Others felt there are additional topics for discussion centred on Veterans and their unique experiences, including:
- the de-stigmatization of mental health problems;
- the importance of peer-to-peer support for suicide prevention and mental health;
- dedicated in-patient treatment facilities;
- a dedicated effort on suicide prevention;
- taking a holistic and integrated approach to mental health, not just treatment, but the other known elements for good mental health: jobs, peer support, etc.;
- promoting a “no wrong door” approach that empowers Veterans to self-refer; and
- ensuring that case managers are trained, knowledgeable and aware of all available resources.
Members agreed to review a revised draft Terms of Reference at the next meeting.
Other Points Raised and Issues of Interest
- Existing programs known to be helpful should be considered. A 10-day culturally-specific retreat involving sweat lodges and peer support was cited as having made profound differences to the mental well-being of Veterans from various cultural backgrounds.
- Proper training for both formal and informal peer-to-peer support networks.
- Harmonized, dedicated suicide prevention strategy between Veterans Affairs Canada and Canadian Armed Forces. The supposed gap between military member and Veteran in this area is arbitrary. They need to work hand-in-hand.
- Inclusion of family organizations in the Group’s consultations to hear how families are affected by a Veteran’s mental health issues.

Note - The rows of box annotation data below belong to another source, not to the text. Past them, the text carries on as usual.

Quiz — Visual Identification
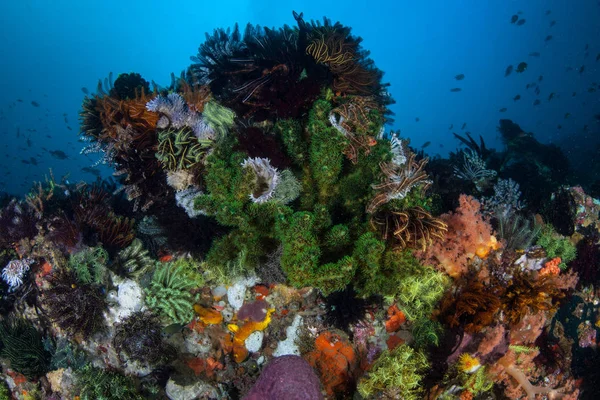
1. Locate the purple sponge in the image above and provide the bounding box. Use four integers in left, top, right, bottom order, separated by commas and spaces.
244, 356, 323, 400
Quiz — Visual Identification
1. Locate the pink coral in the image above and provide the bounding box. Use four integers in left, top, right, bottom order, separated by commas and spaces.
419, 194, 500, 278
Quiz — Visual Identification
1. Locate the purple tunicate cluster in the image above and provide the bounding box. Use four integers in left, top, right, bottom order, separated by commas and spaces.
244, 355, 323, 400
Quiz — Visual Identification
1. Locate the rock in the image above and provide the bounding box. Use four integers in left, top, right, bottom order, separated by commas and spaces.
273, 314, 302, 357
165, 379, 219, 400
244, 356, 323, 400
244, 331, 265, 353
227, 276, 258, 311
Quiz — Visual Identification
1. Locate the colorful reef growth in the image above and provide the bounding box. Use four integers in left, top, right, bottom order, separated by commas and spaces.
0, 12, 600, 399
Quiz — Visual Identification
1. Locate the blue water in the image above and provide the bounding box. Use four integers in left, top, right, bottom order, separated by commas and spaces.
0, 0, 600, 194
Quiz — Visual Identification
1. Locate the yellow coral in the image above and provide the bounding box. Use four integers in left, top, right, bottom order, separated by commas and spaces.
227, 308, 275, 363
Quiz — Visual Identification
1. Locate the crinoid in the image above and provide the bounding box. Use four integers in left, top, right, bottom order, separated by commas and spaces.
367, 152, 431, 213
502, 272, 565, 324
440, 279, 502, 333
370, 206, 448, 251
43, 271, 107, 338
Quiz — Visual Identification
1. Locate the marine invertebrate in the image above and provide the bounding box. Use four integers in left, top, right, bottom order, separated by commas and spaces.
145, 262, 195, 324
536, 225, 577, 270
2, 258, 35, 290
241, 157, 279, 203
112, 239, 156, 276
419, 195, 500, 278
440, 279, 503, 333
156, 129, 211, 171
370, 207, 448, 251
113, 311, 175, 365
68, 247, 108, 284
358, 344, 429, 400
0, 199, 37, 248
325, 287, 368, 337
244, 355, 323, 400
367, 152, 431, 213
305, 331, 358, 396
75, 364, 142, 400
0, 319, 50, 379
111, 72, 150, 100
43, 271, 108, 338
458, 353, 481, 374
454, 149, 498, 191
227, 308, 275, 363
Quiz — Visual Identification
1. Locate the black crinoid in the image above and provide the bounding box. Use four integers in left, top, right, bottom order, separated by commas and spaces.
187, 12, 391, 122
113, 311, 175, 366
325, 286, 377, 337
0, 319, 50, 379
0, 199, 38, 249
43, 271, 108, 339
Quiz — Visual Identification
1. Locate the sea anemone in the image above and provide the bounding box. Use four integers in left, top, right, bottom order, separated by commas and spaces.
458, 353, 481, 374
242, 157, 279, 203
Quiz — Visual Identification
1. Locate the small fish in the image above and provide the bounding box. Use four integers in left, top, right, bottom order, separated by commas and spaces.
81, 167, 100, 176
515, 61, 527, 73
49, 150, 69, 160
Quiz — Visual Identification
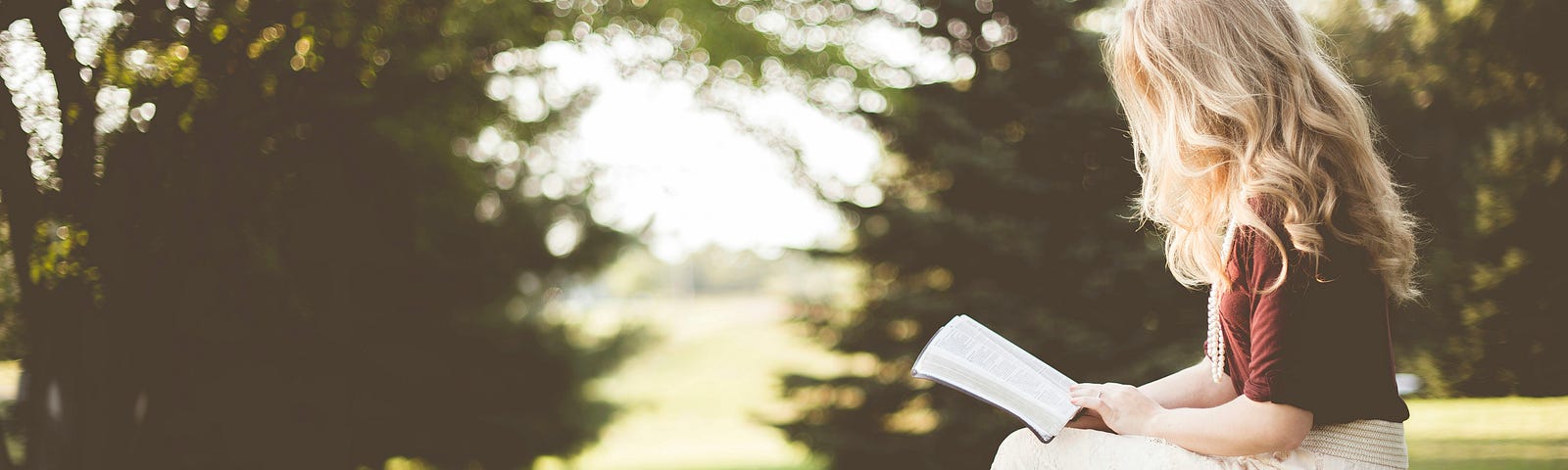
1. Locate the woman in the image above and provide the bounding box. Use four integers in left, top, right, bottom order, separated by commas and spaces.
994, 0, 1417, 468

The Group was advised there would be opportunities to work with other Advisory Groups, one of which focuses on families.
- Centre of Excellence should incorporate training, peer support, the ability to reach out nation-wide to psychiatrists, psychologists and counsellors etc. It should be a fully funded, comprehensive infrastructure. While some of the mental health professionals were not as resolute, many Veteran members of the Group were insistent that the Centre of Excellence would have an infrastructure element that would include an in-patient treatment facility.
Parliamentary Secretary Karen McCrimmon spoke to the Group, noting that mental health is a societal problem, but the mental health of the Veteran community is the focus of the Group and is an issue supported by the Minister and the Prime Minister. She offered to help the Group in whatever role they felt she could play on their behalf. She congratulated the Group on its efforts, adding, “If we do it right, it will make a lot of difference in people’s lives.”
Mr. Glynne Hines stepped forward for nomination and was endorsed by the members as the Group’s Co-chair.
Priorities
The Group agreed that there is significant work ahead and believed it is necessary to identify three priority activities to be pursued over the coming months. The three immediate priorities agreed to were:
- a comprehensive suicide prevention strategy;
- a concept and strategy for the Mental Health Centre of Excellence; and
- identification of peer and family support training requirements and opportunities.
Next Steps
The next meeting will take place in the next few months via teleconference, or in-person at a location convenient for all.